Defector says Qaddafi not courageous enough to commit suicide


Colonel Muammar Qaddafi of Libya does not have the courage to commit suicide but could ask one of his aides to shoot him to avoid being caught by the rebels who have taken control of the capital, ex-prime minister and number two in command Abdessalam Jalloud told Al Arabiya.

Mr. Jalloud, who has defected to Italy, said the collapse of Colonel Qaddafi’s defenses had been expected for months because his major combat forces – sent to root out the opposition in the eastern rebel stronghold eastern city of Benghazi – were destroyed by NATO jets in June.

Libyan rebel leader Mustafa Abdel Jalil told Al Arabiya the opposition National Transitional Council has been in touch with the commander of the special force tasked by Mr. Qaddafi to protect Tripoli. Mr. Abdel Jalil said the commander of the force was secretly loyal to the rebel forces.
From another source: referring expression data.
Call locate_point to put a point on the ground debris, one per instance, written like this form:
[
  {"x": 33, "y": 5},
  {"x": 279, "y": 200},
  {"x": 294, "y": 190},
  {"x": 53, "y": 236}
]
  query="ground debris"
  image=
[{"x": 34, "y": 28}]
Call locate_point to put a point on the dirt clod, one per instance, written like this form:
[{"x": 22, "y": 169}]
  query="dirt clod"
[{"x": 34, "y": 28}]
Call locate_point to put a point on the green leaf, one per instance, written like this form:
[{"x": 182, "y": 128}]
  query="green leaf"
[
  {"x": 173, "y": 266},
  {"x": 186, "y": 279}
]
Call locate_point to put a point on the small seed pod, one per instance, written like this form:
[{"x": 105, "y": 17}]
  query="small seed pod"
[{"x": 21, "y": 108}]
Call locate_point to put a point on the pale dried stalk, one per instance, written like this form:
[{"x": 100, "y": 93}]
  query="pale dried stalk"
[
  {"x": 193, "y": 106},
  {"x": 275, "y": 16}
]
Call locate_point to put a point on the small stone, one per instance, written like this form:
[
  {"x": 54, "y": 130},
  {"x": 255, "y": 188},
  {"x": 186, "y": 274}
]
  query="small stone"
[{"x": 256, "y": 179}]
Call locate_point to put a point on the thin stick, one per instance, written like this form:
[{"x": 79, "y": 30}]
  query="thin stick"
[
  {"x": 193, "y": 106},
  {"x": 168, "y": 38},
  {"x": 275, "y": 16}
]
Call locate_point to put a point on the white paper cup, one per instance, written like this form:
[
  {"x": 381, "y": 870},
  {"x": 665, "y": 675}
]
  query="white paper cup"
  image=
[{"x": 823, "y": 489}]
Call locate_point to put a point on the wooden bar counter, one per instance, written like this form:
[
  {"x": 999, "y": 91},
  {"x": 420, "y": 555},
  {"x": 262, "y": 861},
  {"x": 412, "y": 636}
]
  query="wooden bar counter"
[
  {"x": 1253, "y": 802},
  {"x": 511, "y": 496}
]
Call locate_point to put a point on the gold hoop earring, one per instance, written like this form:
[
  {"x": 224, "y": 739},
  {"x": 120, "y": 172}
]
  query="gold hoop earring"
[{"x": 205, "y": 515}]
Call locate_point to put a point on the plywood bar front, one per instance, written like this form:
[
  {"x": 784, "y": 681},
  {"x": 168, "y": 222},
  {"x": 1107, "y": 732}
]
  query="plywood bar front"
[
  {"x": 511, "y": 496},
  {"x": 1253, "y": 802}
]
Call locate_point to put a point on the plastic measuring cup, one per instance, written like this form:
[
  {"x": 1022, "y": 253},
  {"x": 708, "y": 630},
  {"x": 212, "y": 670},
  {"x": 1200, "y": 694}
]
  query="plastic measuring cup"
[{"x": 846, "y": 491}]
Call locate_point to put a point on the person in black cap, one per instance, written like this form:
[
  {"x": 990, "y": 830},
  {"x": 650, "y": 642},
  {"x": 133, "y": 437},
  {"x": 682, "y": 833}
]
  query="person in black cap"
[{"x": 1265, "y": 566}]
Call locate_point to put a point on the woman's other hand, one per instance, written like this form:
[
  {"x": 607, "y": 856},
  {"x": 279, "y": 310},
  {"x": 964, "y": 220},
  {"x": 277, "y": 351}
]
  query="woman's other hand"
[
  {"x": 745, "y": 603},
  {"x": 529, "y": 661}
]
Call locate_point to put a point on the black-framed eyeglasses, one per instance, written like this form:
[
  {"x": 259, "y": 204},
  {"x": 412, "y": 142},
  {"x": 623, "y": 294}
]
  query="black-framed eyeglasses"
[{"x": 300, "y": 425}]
After rebels took control of much of Tripoli on Monday, there were several reports suggesting that Mr. Qaddafi was still in the capital. A reporter told Al Arabiya the embattled leader was staying in a cardiac hospital in the Tripoli district of Tajura. But diplomatic sources told AFP he was hiding in his fortified Bab Al-Azizya residence.

Rebel officials said on Sunday night that two South African passenger planes were seen at the Tripoli International Airport. The claims raised speculations about a last-minute deal between Colonel Qaddafi, rebels and NATO powers. The alliance is currently enforcing a no-fly zone over Libya, meaning no plane could fly in Libyan air space without NATO permission.

However, South Africa has denied the rebel claims, saying it was not facilitating Colonel Qaddafi’s exit from Libya. In addition, South African Foreign Minister Maite Nkoana-Mashabane said on Monday that Mr. Qaddafi would not be seeking asylum in South Africa.